Arrancó Zharik. Tomó unos cuántos pétalos lila y rosa y mencionó que está en tercero de primaria, que le gustan mucho los pasteles y jugar y que no le gustan los bichos, las arañas y cucarachas. Por su parte Alexander Orejuela, con esos ojos vivaces imposibles de ocultar, dejó ver lo mucho que le gusta compartir. Con 7 años de vida y un año de estar en el programa, motivó a su primo Yeferson Orejuela para que lo acompañara. 

Para el cierre de esta primera actividad, Yeisi -voluntaria de la Fundación- se animó a contar lo emocionante que fue conocer el mar y la mucha agua que tragó durante su travesía. “Yo solo conozco el río Medellín y es largo, largo”, repuntó Alexander, con una simpatía inigualable. 

Segunda estación: metámonos en la historia
Una mandala gigante, luego un juego en ronda para retomar la atención. Así es como las “profes” logran tejer una sesión cargada de momentos inolvidables, cada uno diseñado previamente por artistas y pedagogos del MAMM. Minutos después llega “La merienda del señor Verde”, la lectura invitada y conectada con el tema del día. 

Marcela toma el libro y usa un estilo pausado que atrapa a la audiencia en segundos.
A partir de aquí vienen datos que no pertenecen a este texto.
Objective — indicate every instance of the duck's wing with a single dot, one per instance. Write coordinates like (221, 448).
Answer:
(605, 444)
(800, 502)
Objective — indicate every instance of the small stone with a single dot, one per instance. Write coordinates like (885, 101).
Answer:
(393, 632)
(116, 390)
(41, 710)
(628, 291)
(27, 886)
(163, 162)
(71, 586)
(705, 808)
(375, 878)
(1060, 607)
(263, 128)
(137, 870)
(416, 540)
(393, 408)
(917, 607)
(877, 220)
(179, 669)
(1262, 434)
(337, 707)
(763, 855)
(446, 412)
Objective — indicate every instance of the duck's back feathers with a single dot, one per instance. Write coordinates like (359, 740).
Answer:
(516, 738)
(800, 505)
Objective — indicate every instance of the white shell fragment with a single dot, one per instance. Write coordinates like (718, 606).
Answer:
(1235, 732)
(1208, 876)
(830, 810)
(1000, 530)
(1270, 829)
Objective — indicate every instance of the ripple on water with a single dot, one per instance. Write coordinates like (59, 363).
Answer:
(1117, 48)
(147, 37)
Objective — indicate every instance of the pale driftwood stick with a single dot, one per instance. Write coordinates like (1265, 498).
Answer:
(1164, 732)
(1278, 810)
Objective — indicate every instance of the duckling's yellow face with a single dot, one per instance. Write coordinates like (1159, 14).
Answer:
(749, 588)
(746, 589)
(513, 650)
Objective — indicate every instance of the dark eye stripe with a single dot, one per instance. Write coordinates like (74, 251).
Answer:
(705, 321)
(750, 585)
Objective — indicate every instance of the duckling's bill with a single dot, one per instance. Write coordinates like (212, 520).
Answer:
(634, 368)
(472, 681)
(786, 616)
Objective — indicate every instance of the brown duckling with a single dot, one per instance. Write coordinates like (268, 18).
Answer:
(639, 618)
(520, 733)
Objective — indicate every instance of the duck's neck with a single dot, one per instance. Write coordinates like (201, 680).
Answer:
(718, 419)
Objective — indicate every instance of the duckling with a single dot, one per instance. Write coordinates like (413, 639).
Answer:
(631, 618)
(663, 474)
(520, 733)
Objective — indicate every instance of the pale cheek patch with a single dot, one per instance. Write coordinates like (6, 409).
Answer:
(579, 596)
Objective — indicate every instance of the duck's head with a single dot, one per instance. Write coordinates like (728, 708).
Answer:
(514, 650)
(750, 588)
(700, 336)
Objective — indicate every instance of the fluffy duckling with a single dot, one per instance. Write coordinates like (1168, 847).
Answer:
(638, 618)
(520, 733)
El señor Amarillo, el señor Azul, el Púrpura y el Negro arribaron al mundo del señor Verde, anfitrión de la historia. Fueron convocados para tomar una decisión colectiva: pasar la puerta que los llevaría a un mundo de colores.
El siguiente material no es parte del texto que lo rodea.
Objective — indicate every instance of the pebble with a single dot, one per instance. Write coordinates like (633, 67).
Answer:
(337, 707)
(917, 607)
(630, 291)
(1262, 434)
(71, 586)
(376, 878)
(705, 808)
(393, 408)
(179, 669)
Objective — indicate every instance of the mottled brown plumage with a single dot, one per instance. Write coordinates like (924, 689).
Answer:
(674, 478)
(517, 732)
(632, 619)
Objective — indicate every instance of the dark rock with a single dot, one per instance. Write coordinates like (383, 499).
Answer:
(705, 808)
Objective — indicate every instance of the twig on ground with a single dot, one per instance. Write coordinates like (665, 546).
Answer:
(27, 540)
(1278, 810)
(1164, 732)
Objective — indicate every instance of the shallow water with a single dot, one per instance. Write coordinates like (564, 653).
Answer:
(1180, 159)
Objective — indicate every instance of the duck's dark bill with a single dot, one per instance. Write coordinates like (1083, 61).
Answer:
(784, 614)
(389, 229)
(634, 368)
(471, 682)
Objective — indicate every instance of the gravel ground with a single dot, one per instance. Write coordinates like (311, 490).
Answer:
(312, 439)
Y entonces, se abre el debate: “¿Ustedes qué harían?” –Pregunta la profe. La historia pronto se convirtió en debate, en reflexiones y en una oportunidad para escuchar la ingeniosa imaginación de los pequeños que no paran de levantar sus manitos para dar sus opiniones. Desde hoy, el señor Verde ya es un nuevo amigo que les abrió la puerta al mundo del color.

Tercera estación: Untar, regar, cerrar
Llega el momento del banquete, justo donde estaba la mandala. El mantel, los platos, cucharas, vasos y servilletas verdes engalanan el encuentro, muy a tono con la historia. Galletas de sal, mermelada y crema de chocolate, con un rico néctar de pera, es la merienda de la tarde que se va cerrando con un toque de dulzura.
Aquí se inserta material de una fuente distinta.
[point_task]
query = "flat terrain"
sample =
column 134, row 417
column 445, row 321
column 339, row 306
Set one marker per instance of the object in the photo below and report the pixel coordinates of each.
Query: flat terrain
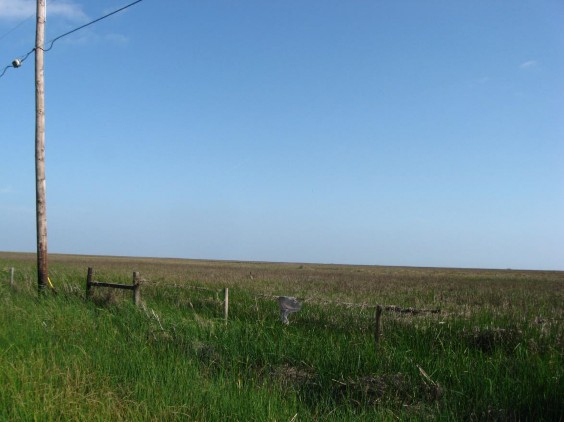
column 456, row 344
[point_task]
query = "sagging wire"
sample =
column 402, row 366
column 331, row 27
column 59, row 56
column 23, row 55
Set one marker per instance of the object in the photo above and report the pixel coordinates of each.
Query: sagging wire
column 18, row 62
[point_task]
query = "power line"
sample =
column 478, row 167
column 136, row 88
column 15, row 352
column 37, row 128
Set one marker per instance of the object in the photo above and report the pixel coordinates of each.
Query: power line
column 18, row 62
column 16, row 27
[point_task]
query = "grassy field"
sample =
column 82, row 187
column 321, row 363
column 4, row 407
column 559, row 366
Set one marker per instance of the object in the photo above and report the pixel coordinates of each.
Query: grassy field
column 493, row 352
Riegan. Limpian. Untan las galletas de dulce y a la boca. El sabor de este taller queda en las pupilas de los pequeños que hacen parte de este proceso llamado La ciudad de los niños. No es el colegio, por eso el espacio es espontáneo y divertido, un lugar flexible a la creatividad, que tiene en el fondo, el interés de acercarlos al arte y alejarlos de la violencia. 

Recogemos todo y cerramos con “El Correo la Rosa de los Vientos”, un buzón de cartas escritas por otros niños, de otros barrios, que también integran el Programa. La carta de hoy los invita a estar activos todo el año y a construir nuevas realidades. Son las 4 de la tarde y vuelven a casa. Esta vez, jamás olvidarán al señor Verde. 



La ciudad de los niños es un programa auspiciado por Bancolombia y dirigido por el Museo de Arte Moderno de Medellín, en cuatro barrios de la ciudad de Medellín. Cada año, 80 niños y niñas tienen la oportunidad de adelantar un trabajo alrededor del arte y la cultura.